Converting tabular data to RDF
In this tutorial, we will walk through the common steps for converting tabular data, such as CSV files or Excel spreadsheets, to RDF using LinkedPipes ETL (LP-ETL). These steps automate the typical tasks you may encounter in transformations of tabular data to RDF. Each step and the corresponding part of the tutorial is focused on performing a single task, so that there is a clear separation of concerns in the pipeline. We show these steps on the transformation of an example dataset. We provide you with the LP-ETL pipeline for this transformation, so that you can follow along and see the transformation in action. Each LP-ETL component we use to achieve our goal is linked to its documentation, which you may consult for more details about the component's configuration.

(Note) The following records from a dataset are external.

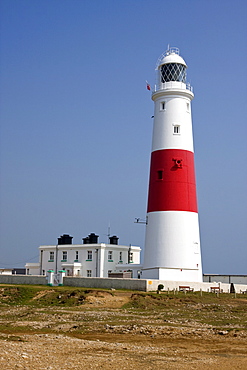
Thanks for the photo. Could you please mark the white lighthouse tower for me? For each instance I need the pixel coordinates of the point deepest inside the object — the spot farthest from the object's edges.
(172, 245)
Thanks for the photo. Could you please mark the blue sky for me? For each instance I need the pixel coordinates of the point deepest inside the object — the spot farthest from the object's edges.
(76, 121)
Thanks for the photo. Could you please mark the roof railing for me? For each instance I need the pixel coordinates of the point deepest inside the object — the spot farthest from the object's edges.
(170, 85)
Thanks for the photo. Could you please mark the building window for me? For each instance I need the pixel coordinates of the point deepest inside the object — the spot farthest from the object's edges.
(64, 256)
(176, 129)
(131, 257)
(110, 257)
(51, 259)
(89, 255)
(162, 105)
(160, 174)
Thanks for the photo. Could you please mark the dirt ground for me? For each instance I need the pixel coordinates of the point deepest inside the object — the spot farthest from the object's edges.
(101, 334)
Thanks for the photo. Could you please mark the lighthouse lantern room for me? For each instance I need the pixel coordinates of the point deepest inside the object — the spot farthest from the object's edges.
(172, 243)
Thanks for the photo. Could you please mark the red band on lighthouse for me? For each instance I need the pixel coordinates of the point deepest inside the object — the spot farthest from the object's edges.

The example dataset we use are the Local Administrative Units (LAU), a code list of administrative divisions of the EU member states. LAU correspond to lower-level administrative units subdividing regions of the member states into counties, districts or municipalities. The dataset is available in Excel spreadsheets published by Eurostat, the statistical agency of the European Union. Since the definition of local administrative units may change over time, these spreadsheets are updated each year. In this tutorial, we use the snapshot for the year 2016. This spreadsheet contains LAU for the 28 EU member states, each on a separate sheet.
The tutorial covers the following steps of converting tabular data to linked data:
- Convert Excel spreadsheet to CSV
- Convert CSV to RDF
- Clean data
- Make versions explicit
- Describe semantics
- Generate IRIs
- Link data
- Optimize
- Load data
- Add metadata
It is a tutorial intended for readers who are reasonably well versed in semantic web technologies. However, no prior knowledge of LP-ETL is required to be able to follow this tutorial.